Guanhua Wang [00:45:48]: But in our case we just try to hide the computation and communication together to make it work. And this trend will be continued once we see that there is no bandwidth gap between intra node and internal. That's the reason why domino will be more popular later on for the later TPUs.

Demetrios [00:46:11]: Okay, so once basically the internode catches up, then you're going to see domino shine.

Guanhua Wang [00:46:20]: Yeah. Lack of competition, communication are roughly the same time. Yes.

Demetrios [00:46:27]: So it's almost not on you to create the optimization here. It's more on the hardware provider.

Guanhua Wang [00:46:34]: Yeah. Because in this year we saw the GB200. We already see this trend is become real. Even if maybe later on they shut down this kind of bandwidth matching internal interview, they shut down this kind of project. We still can do quantization on the communication to shake it on the communication. Both work.

Demetrios [00:46:55]: Yeah, that's where I instantly thought like, oh, the quantization of the communication is where you could add a little list.

Guanhua Wang [00:47:01]: Yeah. And I have the experience. We just had to integrate the zero quantity kernels. That's not very hard.

Demetrios [00:47:11]: Okay, so with zero, you were already kind of testing that out.

Guanhua Wang [00:47:16]: Yeah, yeah, yeah. And we already use 0 + both internal at Microsoft and at LinkedIn. We help them reduce over half of the training time, which is big.

Demetrios [00:47:25]: Wow.

Guanhua Wang [00:47:25]: Yeah.

Demetrios [00:47:26]: Wow, man, you're saving so much money.

Guanhua Wang [00:47:29]: Yeah, yeah, yeah. That's really my. My work is maybe more important than some other people.

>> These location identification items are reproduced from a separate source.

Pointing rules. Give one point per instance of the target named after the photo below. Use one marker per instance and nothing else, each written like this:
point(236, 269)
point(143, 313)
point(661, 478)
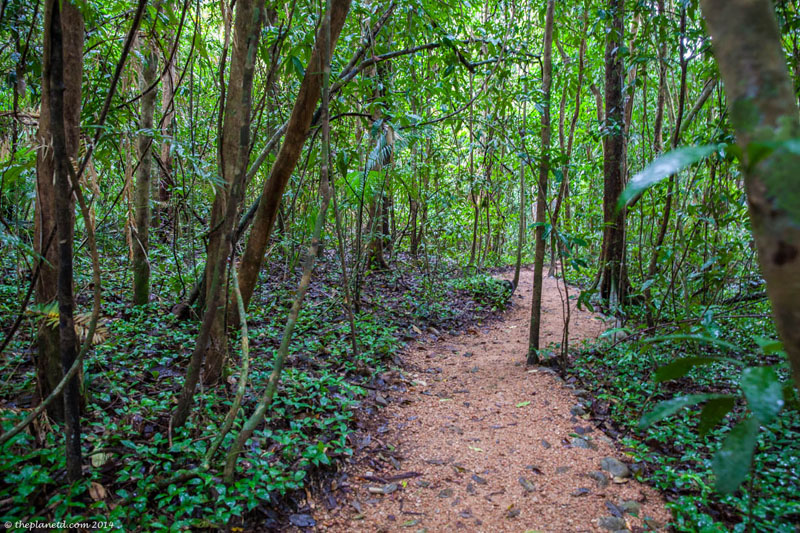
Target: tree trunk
point(541, 195)
point(65, 222)
point(563, 192)
point(235, 144)
point(612, 264)
point(141, 230)
point(287, 158)
point(747, 45)
point(165, 183)
point(48, 367)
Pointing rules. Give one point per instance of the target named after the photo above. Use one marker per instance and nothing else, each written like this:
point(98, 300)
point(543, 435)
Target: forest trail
point(490, 443)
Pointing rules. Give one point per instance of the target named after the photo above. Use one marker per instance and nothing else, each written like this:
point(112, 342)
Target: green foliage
point(763, 391)
point(700, 467)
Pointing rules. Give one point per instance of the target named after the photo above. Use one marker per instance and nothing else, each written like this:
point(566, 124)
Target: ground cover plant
point(221, 224)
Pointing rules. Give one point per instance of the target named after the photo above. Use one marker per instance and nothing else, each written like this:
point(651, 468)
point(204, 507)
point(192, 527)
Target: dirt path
point(489, 445)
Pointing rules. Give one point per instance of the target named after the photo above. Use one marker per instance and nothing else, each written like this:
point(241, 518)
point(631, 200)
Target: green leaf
point(663, 167)
point(670, 407)
point(298, 67)
point(678, 369)
point(732, 462)
point(763, 391)
point(713, 413)
point(699, 338)
point(768, 346)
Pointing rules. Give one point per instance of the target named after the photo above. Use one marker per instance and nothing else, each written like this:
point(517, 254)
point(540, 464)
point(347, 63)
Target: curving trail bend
point(474, 441)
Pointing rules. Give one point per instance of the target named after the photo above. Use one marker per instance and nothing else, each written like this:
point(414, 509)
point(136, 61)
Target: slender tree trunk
point(141, 233)
point(235, 144)
point(165, 183)
point(747, 45)
point(612, 280)
point(541, 195)
point(48, 366)
point(563, 192)
point(287, 158)
point(257, 417)
point(65, 221)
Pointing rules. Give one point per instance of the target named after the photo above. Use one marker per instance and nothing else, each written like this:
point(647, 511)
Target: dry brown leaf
point(97, 491)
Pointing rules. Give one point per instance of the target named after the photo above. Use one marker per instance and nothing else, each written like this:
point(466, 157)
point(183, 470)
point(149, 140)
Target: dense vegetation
point(233, 215)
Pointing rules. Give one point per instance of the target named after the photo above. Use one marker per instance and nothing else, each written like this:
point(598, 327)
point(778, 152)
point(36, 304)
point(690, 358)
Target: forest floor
point(473, 440)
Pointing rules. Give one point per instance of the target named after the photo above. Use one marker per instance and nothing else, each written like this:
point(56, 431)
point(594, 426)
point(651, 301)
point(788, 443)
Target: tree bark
point(541, 195)
point(287, 158)
point(748, 49)
point(65, 221)
point(48, 364)
point(235, 144)
point(141, 230)
point(612, 273)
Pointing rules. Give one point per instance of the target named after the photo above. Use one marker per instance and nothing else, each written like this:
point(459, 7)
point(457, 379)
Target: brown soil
point(479, 442)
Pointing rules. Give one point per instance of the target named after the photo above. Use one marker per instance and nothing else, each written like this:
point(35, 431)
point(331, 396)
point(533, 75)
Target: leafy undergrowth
point(671, 454)
point(131, 384)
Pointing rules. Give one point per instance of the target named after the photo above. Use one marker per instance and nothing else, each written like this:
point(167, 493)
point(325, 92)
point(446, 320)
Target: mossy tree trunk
point(748, 49)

Demetrios [00:47:36]: Yeah. It's incredible to think about how much just that shaving 8 seconds down to 5 seconds if you're training a large language model. It's huge.

Guanhua Wang [00:47:47]: Yes, yes, it's huge. And right now for like our big customer, like OpenAI and Microsoft AI, we always use high performance computing like the DJ X boxes with high bandwidth interconnect. So that's what Domino focus on. But later, if we want to extend it to low bandwidth interconnect, we also can do quantization. So both way works.

Demetrios [00:48:15]: Oh, and it's not. So it's not even worth it for you to try and think about how to specialize for different hardware.

Guanhua Wang [00:48:23]: We don't need to.

Demetrios [00:48:25]: Yeah.

Guanhua Wang [00:48:25]: That's like a beauty of this project. We always do it at the tensor level or at the algorithm level. We don't touch it down to the hardware because if we touch it down to hardware, our scope will be limited.

Demetrios [00:48:41]: Yeah. And you're at the whims of other people.

Guanhua Wang [00:48:43]: Yeah, because like previously, like, or two months ago when we tried to adopt Domino on AMD GPUs, I was worried, I would think maybe it doesn't work or it performed really bad. But we just directly run our code, we have performance gains. That's the beauty of this project.

Demetrios [00:49:02]: And it's fully open sourced, right? Yeah, it's fully open sourced along with deep speed. So PRs are open.

Guanhua Wang [00:49:09]: It's already merged to the master branch.

Demetrios [00:49:12]: Wow.

Guanhua Wang [00:49:13]: Yeah.

Demetrios [00:49:13]: All right, so if anybody wants to go and poke around in the code, it's there, it's on GitHub and you will maintain it.

Guanhua Wang [00:49:23]: If people have some issues, they can raise the issues. We can solve it.

Demetrios [00:49:27]: Perfect. Dude. It's been so fun talking to you because I've just learned a ton about all this.